Brands in textile industry will have to take steps to not only keep in check hazardous chemicals in the finished article, but also in waste water, sludge and (at a later stage) in air emissions
With the shift in manufacturing base to the producer countries in the East, the monitoring of the supply chain activities such as logistics, deliveries, quality and environmental compliances has undergone a paradigm shift. The fragmented nature of the supply chain has compounded the challenges to brands to ensure consumer safety and eco-compliance in their products.
Many brands traditionally have been focusing on consumer safety.
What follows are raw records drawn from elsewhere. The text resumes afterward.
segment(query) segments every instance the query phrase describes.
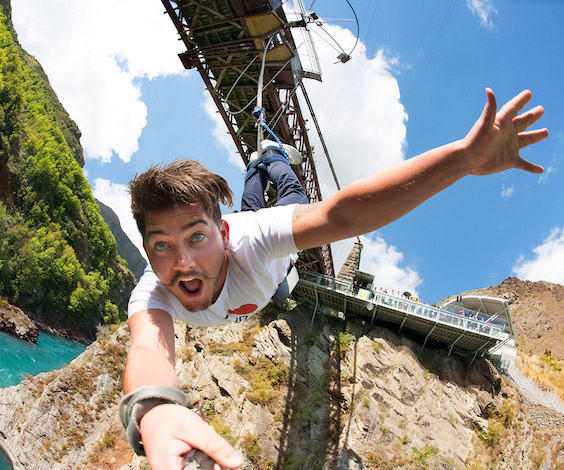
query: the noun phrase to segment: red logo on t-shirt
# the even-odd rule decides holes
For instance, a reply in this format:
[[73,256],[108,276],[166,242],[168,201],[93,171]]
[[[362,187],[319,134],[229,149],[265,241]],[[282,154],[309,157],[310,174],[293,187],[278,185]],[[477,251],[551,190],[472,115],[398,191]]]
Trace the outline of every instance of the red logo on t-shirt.
[[258,305],[255,304],[245,304],[235,310],[227,310],[227,313],[229,313],[229,315],[248,315],[249,313],[253,313],[257,307]]

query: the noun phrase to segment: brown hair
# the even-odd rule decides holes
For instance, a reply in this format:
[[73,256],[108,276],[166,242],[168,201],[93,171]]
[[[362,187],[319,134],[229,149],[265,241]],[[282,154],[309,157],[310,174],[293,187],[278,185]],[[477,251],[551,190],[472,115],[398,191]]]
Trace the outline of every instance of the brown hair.
[[130,181],[129,193],[131,211],[143,236],[147,212],[199,202],[219,226],[219,203],[233,205],[233,193],[227,181],[194,160],[178,159],[169,164],[152,165]]

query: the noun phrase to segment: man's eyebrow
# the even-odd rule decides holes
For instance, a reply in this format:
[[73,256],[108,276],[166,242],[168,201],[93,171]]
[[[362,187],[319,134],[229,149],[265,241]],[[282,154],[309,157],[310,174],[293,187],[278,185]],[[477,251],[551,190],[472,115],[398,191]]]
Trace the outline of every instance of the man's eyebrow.
[[[205,219],[196,219],[193,220],[192,222],[188,222],[186,225],[184,225],[184,227],[182,227],[182,231],[186,232],[188,230],[190,230],[191,228],[195,227],[198,224],[204,224],[204,225],[208,225],[209,223],[207,220]],[[151,238],[153,235],[166,235],[166,230],[150,230],[149,232],[147,232],[146,238],[149,239]]]
[[182,227],[182,231],[186,232],[187,230],[190,230],[192,227],[195,227],[198,224],[205,224],[205,225],[209,225],[208,221],[205,219],[196,219],[192,222],[188,222],[186,225],[184,225],[184,227]]

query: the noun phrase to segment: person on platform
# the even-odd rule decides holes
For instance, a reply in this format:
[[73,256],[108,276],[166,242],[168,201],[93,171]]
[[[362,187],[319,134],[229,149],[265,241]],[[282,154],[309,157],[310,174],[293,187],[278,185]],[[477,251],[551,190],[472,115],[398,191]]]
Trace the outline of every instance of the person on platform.
[[[548,136],[528,130],[543,115],[523,91],[497,112],[486,90],[485,108],[461,140],[358,180],[324,201],[307,204],[282,147],[265,149],[249,165],[243,211],[230,205],[223,178],[192,161],[154,166],[130,184],[132,210],[150,262],[129,305],[131,349],[124,376],[122,421],[134,449],[153,470],[178,470],[193,448],[238,468],[239,455],[184,405],[174,369],[173,320],[213,326],[259,311],[283,283],[301,250],[372,232],[402,217],[467,175],[516,168],[542,173],[519,152]],[[264,187],[278,190],[263,209]],[[298,184],[296,185],[296,182]]]

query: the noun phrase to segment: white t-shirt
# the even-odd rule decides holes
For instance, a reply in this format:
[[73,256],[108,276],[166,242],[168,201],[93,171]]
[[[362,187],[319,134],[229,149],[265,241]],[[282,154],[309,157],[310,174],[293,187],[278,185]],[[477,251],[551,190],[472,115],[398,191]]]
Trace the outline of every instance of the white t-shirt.
[[128,316],[148,309],[168,312],[173,320],[195,326],[216,326],[246,320],[268,304],[297,259],[292,235],[294,205],[223,216],[230,247],[225,284],[206,310],[190,312],[157,278],[150,265],[133,289]]

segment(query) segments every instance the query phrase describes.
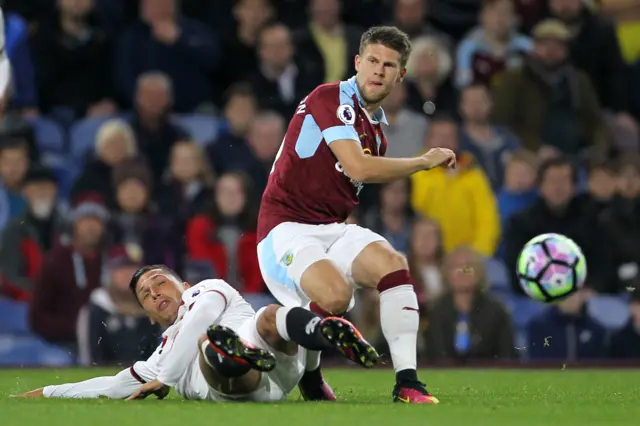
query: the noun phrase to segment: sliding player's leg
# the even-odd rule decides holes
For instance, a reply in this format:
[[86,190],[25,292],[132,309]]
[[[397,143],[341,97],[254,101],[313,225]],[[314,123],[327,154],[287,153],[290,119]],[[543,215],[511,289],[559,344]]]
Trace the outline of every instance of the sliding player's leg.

In order to ensure that the final article is free from hazardous chemicals, most brands formulate a Restricted Substances List (RSL), which is a guideline on chemicals that are prohibited for use. The compliance to the RSL is generally checked through random sampling and testing of the finished article at accredited laboratories.
Brands require their suppliers and business partners to implement processes in their operations to comply with these RSL requirements and communicate the information to their raw material suppliers.
The question is: Is there actual compliance with such initiatives and policies across the fragmented and diverse supply chain?
The Dirty Laundry campaign
A new investigative campaign by Greenpeace – called ‘Dirty Laundry’, has brought out some pointers to the above question. Greenpeace started a campaign to profile the problem of water pollution resulting from the release of hazardous chemicals by the textile industry in China. In its series of investigations, the NGO found that environmentally harmful chemicals were being widely used in the processing chain, even by leading brands – inspite of the brands’ claims of implementing RSLs at their suppliers end.
The Dirty Laundry reports thus have blown the lid off the role brands are expected to play in product and consumer safety by ensuring compliance of their supply chain.